Les Etats-Unis commenceront "immédiatement" à lever leur blocus des ports iraniens qu'ils avaient mis en place le 13 avril, et y mettront complètement fin dans un délai de 30 jours.

Les Etats-Unis s'engagent en outre "à retirer leurs forces des abords de la République islamique d'Iran dans les 30 jours suivant l'accord final".

Réouverture du détroit d'Ormuz 

L'Iran s'engage à "assurer la sécurité du passage des navires commerciaux, sans frais pendant 60 jours uniquement, du golfe Persique vers la mer d'Oman, et inversement.
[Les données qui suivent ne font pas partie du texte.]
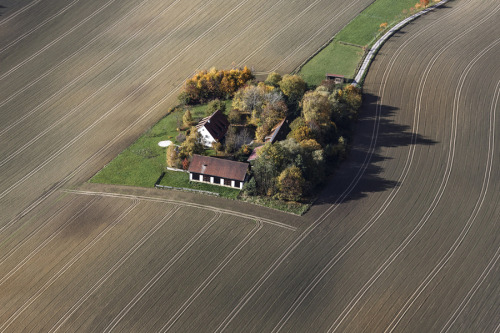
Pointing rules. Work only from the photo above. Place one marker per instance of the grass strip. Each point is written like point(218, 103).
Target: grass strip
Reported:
point(340, 58)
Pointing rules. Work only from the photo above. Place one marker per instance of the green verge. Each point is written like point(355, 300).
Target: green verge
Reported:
point(363, 31)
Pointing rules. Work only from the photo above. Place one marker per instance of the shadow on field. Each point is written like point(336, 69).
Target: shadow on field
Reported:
point(361, 162)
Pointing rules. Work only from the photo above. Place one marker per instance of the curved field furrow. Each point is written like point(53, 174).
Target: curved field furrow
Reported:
point(404, 239)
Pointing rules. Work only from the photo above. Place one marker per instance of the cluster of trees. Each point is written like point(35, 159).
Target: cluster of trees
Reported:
point(291, 169)
point(320, 121)
point(265, 104)
point(205, 85)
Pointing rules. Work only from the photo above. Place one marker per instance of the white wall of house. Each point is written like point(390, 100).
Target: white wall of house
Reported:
point(212, 181)
point(206, 137)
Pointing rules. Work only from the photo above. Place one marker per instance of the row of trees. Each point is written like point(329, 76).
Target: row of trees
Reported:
point(288, 170)
point(205, 85)
point(292, 168)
Le trafic des navires commerciaux commencera immédiatement" et sera pleinement rétabli dans un délai de 30 jours, une fois le détroit d'Ormuz déminé.

Plan de 300 milliards de dollars pour l'Iran 

Les Etats-Unis et leurs partenaires régionaux élaboreront un plan "d'un montant d'au moins 300 milliards de dollars, destiné à la reconstruction et au développement économique" de l'Iran.

Levée des sanctions 

Les Etats-Unis "s'engagent à mettre fin à tous les types de sanctions" unilatérales et internationales contre l'Iran, selon un calendrier qui sera convenu dans l'accord final.

En attendant, les Etats-Unis "s'engagent à rendre pleinement disponibles et utilisables les fonds et avoirs de la République islamique d'Iran gelés ou soumis à des restrictions dès la mise en œuvre du présent protocole d'accord".

De façon immédiate et jusqu'à la levée des sanctions, le département du Trésor américain délivrera "des dérogations pour l'exportation de pétrole brut iranien, de produits pétroliers et dérivés, ainsi que pour tous les services associés, y compris les transactions bancaires, les assurances, le transport, etc".

Nucléaire 

L'Iran réaffirme qu'il "ne se procurera ni ne développera d'armes nucléaires".

Le sort de l'uranium enrichi accumulé par l'Iran sera réglé "selon un mécanisme qui sera convenu mutuellement (...) la méthodologie a minima consistant en une méthode de dilution sur place sous la supervision de l'AIEA" (Agence internationale de l'énergie atomique).

En attendant cet accord final, l'Iran "maintiendra le statu quo actuel de son programme nucléaire", et les Etats-Unis "n'imposeront aucune nouvelle sanction et ne déploieront pas de forces supplémentaires dans la région".

Signature 

Selon le Premier ministre pakistanais Shehbaz Sharif, dont la médiation a été cruciale, l'accord a été signé électroniquement et à distance jeudi, heure d'Islamabad, par les présidents iranien Massoud Pezeshkian et américain Donald Trump.

Une cérémonie de signature est confirmée vendredi en Suisse "pour commémorer cet événement marquant et donner le coup d'envoi des discussions techniques".

Résolution de l'ONU 

L'accord final sera entériné par une résolution contraignante du Conseil de sécurité de l'ONU.